Compared to their close relatives, they have a mushroom-shaped brain region known as the mushroom body that is two to four times larger. A recent study found a direct connection between an organism’s behavior and ecological niche and the structure and function of its brain system.
Heliconius are the only butterflies known to gather and digest pollen, giving them an adult source of protein when most other butterflies only receive protein as larvae, according to Dr. Stephen Montgomery of Bristol’s School of Biological Sciences.
The only butterflies known to collect and digest pollen and have long lifespans are Heliconius butterflies. They can only gather pollen from a small number of low-density plant species, though. Since knowing the locations of these plants is a key behavior for them, they must spend more heavily in the brain networks and cells that support spatial memory.
The focus of the study was on the connection between sensory specialization, body growth, and the pollen eating evolutionary adaptation. They created 3D models of the brains of 11 species from closely related genera and 30 species of pollen-eating Heliconius species collected from Central and South America.
By measuring the sizes of different brain regions and mapping them onto phylogenetic trees, it was possible to determine the locations of significant evolutionary changes in the makeup of the brain.
They subsequently studied sensory specialization by counting the number of neurons in the mushroom bodies and the density of their connections, and tracing neural inputs from brain regions that process visual and olfactory information before transmitting it to the central brain.
In order to determine whether the mushroom body’s apparent expansion was related to improved visual learning and memory, they collaborated with the Smithsonian Tropical Research Institute in Panama to conduct behavioral research on significant species.
The amazing range of mushroom body size variation found among these closely related species over a short evolutionary period is one noteworthy effect. Over the course of the entire dataset, the mushroom’s size varies by a factor of 25.
This offers a fascinating example of how different brain regions can develop independently over the course of evolution, a process known as mosaic evolution when faced to intense selective pressures for behavioral adaptation.

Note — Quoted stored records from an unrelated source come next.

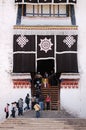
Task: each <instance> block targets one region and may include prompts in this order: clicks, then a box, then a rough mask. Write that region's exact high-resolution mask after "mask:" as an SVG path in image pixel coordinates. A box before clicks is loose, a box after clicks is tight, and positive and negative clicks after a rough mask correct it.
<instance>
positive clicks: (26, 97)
mask: <svg viewBox="0 0 86 130" xmlns="http://www.w3.org/2000/svg"><path fill="white" fill-rule="evenodd" d="M25 103H26V105H27V106H26V107H25V108H24V110H26V109H27V110H29V109H30V106H29V104H30V97H29V94H27V96H26V97H25Z"/></svg>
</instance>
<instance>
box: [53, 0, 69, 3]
mask: <svg viewBox="0 0 86 130" xmlns="http://www.w3.org/2000/svg"><path fill="white" fill-rule="evenodd" d="M66 2H67V0H54V3H66Z"/></svg>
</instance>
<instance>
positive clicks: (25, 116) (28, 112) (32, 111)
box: [22, 110, 74, 118]
mask: <svg viewBox="0 0 86 130" xmlns="http://www.w3.org/2000/svg"><path fill="white" fill-rule="evenodd" d="M40 115H41V116H40V118H74V116H73V115H70V114H69V113H67V112H66V111H65V110H61V111H57V110H44V111H41V112H40ZM23 117H24V118H35V111H34V110H30V111H27V112H25V113H24V115H23V116H22V118H23Z"/></svg>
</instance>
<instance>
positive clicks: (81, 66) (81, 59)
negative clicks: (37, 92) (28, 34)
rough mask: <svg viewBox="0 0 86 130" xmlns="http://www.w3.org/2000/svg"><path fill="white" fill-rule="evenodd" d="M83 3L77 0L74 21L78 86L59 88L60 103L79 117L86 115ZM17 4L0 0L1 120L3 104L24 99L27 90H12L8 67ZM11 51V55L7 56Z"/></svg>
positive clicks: (15, 21)
mask: <svg viewBox="0 0 86 130" xmlns="http://www.w3.org/2000/svg"><path fill="white" fill-rule="evenodd" d="M85 5H86V2H85V1H84V2H83V1H80V0H78V3H77V5H76V6H75V8H76V11H75V13H76V22H77V25H78V26H79V27H78V35H79V38H78V63H79V72H80V85H79V89H61V94H60V96H61V97H60V98H61V106H62V107H64V108H66V109H67V110H68V111H69V112H71V113H74V114H75V115H76V114H77V115H78V116H80V117H86V94H85V93H86V80H85V77H86V57H85V55H86V45H85V44H86V43H85V42H86V29H85V28H86V25H85V23H86V17H85V12H86V6H85ZM16 11H17V6H15V5H14V0H0V120H1V119H4V118H5V114H4V106H5V104H6V103H7V102H8V103H11V102H13V101H17V100H18V99H19V98H20V97H22V98H23V99H24V98H25V96H26V94H27V93H28V92H29V93H30V89H13V84H12V80H11V75H10V73H9V70H11V66H12V57H11V56H12V49H13V25H15V24H16V13H17V12H16ZM10 54H11V55H10Z"/></svg>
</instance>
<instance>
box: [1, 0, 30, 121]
mask: <svg viewBox="0 0 86 130" xmlns="http://www.w3.org/2000/svg"><path fill="white" fill-rule="evenodd" d="M16 12H17V9H16V6H15V5H14V0H0V120H2V119H5V113H4V107H5V105H6V103H9V104H11V103H12V102H14V101H18V99H19V98H23V99H25V96H26V94H27V93H31V90H30V89H28V88H27V89H13V84H12V79H11V75H10V71H12V52H13V50H12V49H13V25H15V24H16ZM24 105H25V104H24ZM10 109H11V105H10Z"/></svg>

“We identified that changes in mushroom body size are due to an increased number of Kenyon cells, the neurons that make up the majority of the mushroom body and whose interactions are thought to be the foundation of memory storage,” he continued. “We also identified that changes in mushroom body size are due to increased inputs from the visual system.”
According to the University of Bristol researcher, “This mushroom bodies’ growth and visual specialization were accompanied by improved visual learning and memory abilities. By combining several data types, we can clearly show how a novel foraging habit can coexist with brain adaptations and related cognitive changes.

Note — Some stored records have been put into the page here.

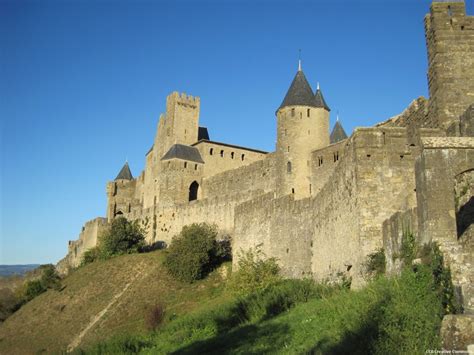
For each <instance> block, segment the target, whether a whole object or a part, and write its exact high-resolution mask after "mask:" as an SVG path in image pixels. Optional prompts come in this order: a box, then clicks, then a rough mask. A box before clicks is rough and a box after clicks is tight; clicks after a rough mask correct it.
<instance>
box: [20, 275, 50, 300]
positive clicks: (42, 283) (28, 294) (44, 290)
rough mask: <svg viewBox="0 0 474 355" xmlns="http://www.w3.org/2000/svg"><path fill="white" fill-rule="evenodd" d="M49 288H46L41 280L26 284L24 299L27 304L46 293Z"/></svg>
mask: <svg viewBox="0 0 474 355" xmlns="http://www.w3.org/2000/svg"><path fill="white" fill-rule="evenodd" d="M46 290H47V288H46V287H44V285H43V283H42V282H41V280H32V281H28V282H27V283H26V287H25V291H24V295H23V299H24V301H25V302H29V301H31V300H32V299H33V298H35V297H37V296H39V295H41V294H42V293H43V292H46Z"/></svg>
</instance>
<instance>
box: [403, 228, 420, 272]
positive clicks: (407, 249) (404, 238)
mask: <svg viewBox="0 0 474 355" xmlns="http://www.w3.org/2000/svg"><path fill="white" fill-rule="evenodd" d="M417 253H418V246H417V243H416V237H415V235H414V234H413V233H412V232H411V231H409V230H406V231H404V232H403V235H402V243H401V245H400V258H401V260H402V262H403V265H411V263H412V261H413V260H414V259H415V258H416V255H417Z"/></svg>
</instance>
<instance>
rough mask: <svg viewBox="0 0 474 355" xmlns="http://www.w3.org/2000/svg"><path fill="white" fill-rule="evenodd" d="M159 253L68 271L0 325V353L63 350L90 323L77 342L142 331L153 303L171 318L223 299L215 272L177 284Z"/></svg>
mask: <svg viewBox="0 0 474 355" xmlns="http://www.w3.org/2000/svg"><path fill="white" fill-rule="evenodd" d="M162 257H163V254H162V252H161V251H155V252H151V253H147V254H132V255H124V256H120V257H116V258H112V259H110V260H107V261H102V262H95V263H92V264H89V265H87V266H85V267H83V268H80V269H78V270H77V271H75V272H73V273H71V274H70V275H69V276H68V277H66V278H65V279H64V281H63V289H62V290H61V291H54V290H48V291H47V292H46V293H44V294H41V295H40V296H38V297H37V298H35V299H33V300H32V301H31V302H29V303H28V304H26V305H25V306H23V307H22V308H21V309H20V310H18V311H17V312H16V313H14V314H13V315H12V316H11V317H10V318H8V319H7V320H6V321H5V322H4V323H3V324H1V325H0V354H29V353H36V352H45V353H53V352H60V351H62V350H66V349H67V347H68V346H69V345H70V344H71V343H73V342H75V341H76V342H77V338H78V336H80V335H81V333H83V331H84V330H85V329H87V327H88V326H89V325H90V324H91V323H92V322H94V323H93V326H91V327H90V328H89V329H88V330H87V332H86V333H85V334H83V337H82V338H81V339H80V341H79V342H77V344H78V345H79V346H81V347H87V346H88V345H89V344H93V343H95V342H98V341H101V340H105V339H108V338H109V337H111V336H116V335H120V334H128V333H141V332H144V331H145V322H144V317H145V313H146V312H147V310H148V308H149V307H151V306H153V305H155V304H161V305H163V306H164V307H165V309H166V315H167V317H171V318H172V317H173V315H174V314H176V315H181V314H185V313H187V312H189V311H191V310H194V309H196V308H205V307H206V306H208V305H209V304H215V303H219V302H222V300H224V299H225V296H223V295H222V289H223V287H222V282H221V281H222V276H221V273H219V272H215V273H214V274H211V275H210V277H208V278H207V279H206V280H203V281H201V282H196V283H194V284H184V283H180V282H177V281H174V280H172V279H171V278H170V277H169V276H168V275H167V273H166V272H165V271H164V269H163V267H162V266H161V262H162ZM127 285H128V287H126V286H127ZM117 296H119V297H117ZM104 310H106V311H105V313H103V314H102V316H101V317H100V319H97V317H98V316H99V315H101V312H104Z"/></svg>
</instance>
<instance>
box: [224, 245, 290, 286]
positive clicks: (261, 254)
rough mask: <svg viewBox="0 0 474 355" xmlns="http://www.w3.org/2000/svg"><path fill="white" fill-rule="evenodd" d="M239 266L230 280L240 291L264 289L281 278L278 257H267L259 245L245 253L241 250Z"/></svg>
mask: <svg viewBox="0 0 474 355" xmlns="http://www.w3.org/2000/svg"><path fill="white" fill-rule="evenodd" d="M238 266H239V268H238V271H236V272H234V273H233V275H232V278H231V280H230V287H231V289H233V290H235V291H237V292H239V293H248V292H250V291H254V290H259V289H264V288H265V287H267V286H269V285H271V284H272V283H274V282H277V281H279V280H281V277H280V267H279V266H278V264H277V261H276V259H275V258H268V259H265V258H264V254H263V253H262V252H261V251H260V249H259V248H258V247H257V249H255V250H251V249H250V250H248V251H247V252H245V253H243V252H241V255H240V259H239V262H238Z"/></svg>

According to the new research, the Heliconius butterfly’s brain structure, notably the mushroom bodies, has undergone significant changes that are directly tied to their specific foraging behaviors. These butterflies can discriminate between complex visual patterns and preserve long-term memory thanks to their bigger mushroom bodies and better visual processing abilities. These research projects highlight the interesting connection between behavioral adaptations in the natural world and brain evolution.
“This study provides a rare combination of neurobiological and behavioral data across closely related species, revealing a clear example of marked evolutionary changes in the brain over a relatively short time scale coinciding with improved visual learning and memory abilities,” said Dr. Fletcher Young, who is also a co-lead author. Understanding how brain changes and behavioral changes are related is essential to our comprehension of cognitive evolution.

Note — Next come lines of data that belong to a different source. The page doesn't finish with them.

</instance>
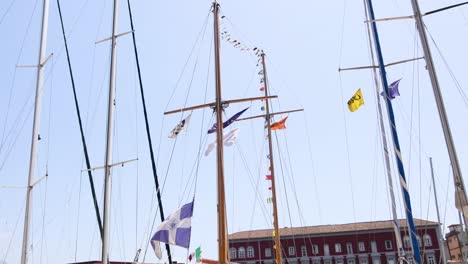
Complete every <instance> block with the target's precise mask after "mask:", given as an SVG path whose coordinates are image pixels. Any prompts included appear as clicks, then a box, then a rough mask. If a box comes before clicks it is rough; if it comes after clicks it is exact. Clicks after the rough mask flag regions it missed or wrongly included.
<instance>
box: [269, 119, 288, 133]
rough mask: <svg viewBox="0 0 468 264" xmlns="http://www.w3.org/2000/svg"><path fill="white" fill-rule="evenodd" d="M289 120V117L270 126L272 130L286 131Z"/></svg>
mask: <svg viewBox="0 0 468 264" xmlns="http://www.w3.org/2000/svg"><path fill="white" fill-rule="evenodd" d="M287 119H288V117H285V118H283V119H281V120H280V121H278V122H275V123H273V124H271V126H270V128H271V130H279V129H285V128H286V120H287Z"/></svg>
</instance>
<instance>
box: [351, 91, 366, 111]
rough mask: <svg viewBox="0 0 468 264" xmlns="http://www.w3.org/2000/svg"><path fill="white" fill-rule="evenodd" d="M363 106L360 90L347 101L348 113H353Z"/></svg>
mask: <svg viewBox="0 0 468 264" xmlns="http://www.w3.org/2000/svg"><path fill="white" fill-rule="evenodd" d="M363 104H364V97H363V96H362V92H361V89H358V90H357V91H356V93H354V95H353V97H351V99H349V101H348V108H349V111H351V112H354V111H356V110H358V109H359V107H361V105H363Z"/></svg>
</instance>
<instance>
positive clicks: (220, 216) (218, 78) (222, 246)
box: [213, 1, 228, 264]
mask: <svg viewBox="0 0 468 264" xmlns="http://www.w3.org/2000/svg"><path fill="white" fill-rule="evenodd" d="M218 11H219V4H218V3H217V1H215V2H214V3H213V18H214V46H215V76H216V103H215V108H214V110H215V111H216V124H217V129H216V143H217V145H216V159H217V166H218V258H219V263H220V264H226V263H228V255H227V248H228V241H227V228H226V227H227V226H226V197H225V193H224V160H223V102H222V101H221V69H220V59H219V49H220V48H219V15H218Z"/></svg>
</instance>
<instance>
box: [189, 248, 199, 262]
mask: <svg viewBox="0 0 468 264" xmlns="http://www.w3.org/2000/svg"><path fill="white" fill-rule="evenodd" d="M193 257H195V260H196V261H197V262H199V261H200V257H201V248H200V247H197V248H196V249H195V251H194V252H192V253H190V255H189V256H188V259H189V261H192V259H193Z"/></svg>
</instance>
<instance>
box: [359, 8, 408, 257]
mask: <svg viewBox="0 0 468 264" xmlns="http://www.w3.org/2000/svg"><path fill="white" fill-rule="evenodd" d="M365 1H366V0H364V7H365V6H366V2H365ZM364 9H365V12H366V20H367V21H368V20H369V12H368V10H367V8H364ZM366 26H367V34H368V36H369V48H370V55H371V62H372V65H375V61H374V49H373V48H372V38H371V35H370V34H371V33H370V32H371V29H370V26H369V23H366ZM372 72H373V76H374V81H375V96H376V99H377V110H378V114H379V125H380V134H381V135H382V144H383V150H384V156H385V169H386V171H387V182H388V192H389V194H390V202H391V206H392V218H393V231H394V233H395V240H396V244H397V248H398V261H399V263H400V264H403V262H404V259H405V250H404V248H403V242H402V240H401V233H400V232H401V231H400V223H399V221H398V214H397V211H396V202H395V192H394V187H393V179H392V171H391V166H390V153H389V152H388V143H387V133H386V132H385V125H384V121H383V114H382V104H381V100H380V91H379V82H378V80H377V76H378V74H377V69H376V68H375V67H373V68H372Z"/></svg>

Understanding the relationship between brain anatomy, sensory processing, and foraging behavior in Heliconius butterflies may shed light on how learning and memory mechanisms have evolved in insects and other animals, as the function and circuitry of mushroom bodies share some similarities with vertebrate brains.
“We provide evidence that brain structure can vary strikingly between closely related species living in the same habitats,” said Dr. Montgomery in his conclusion.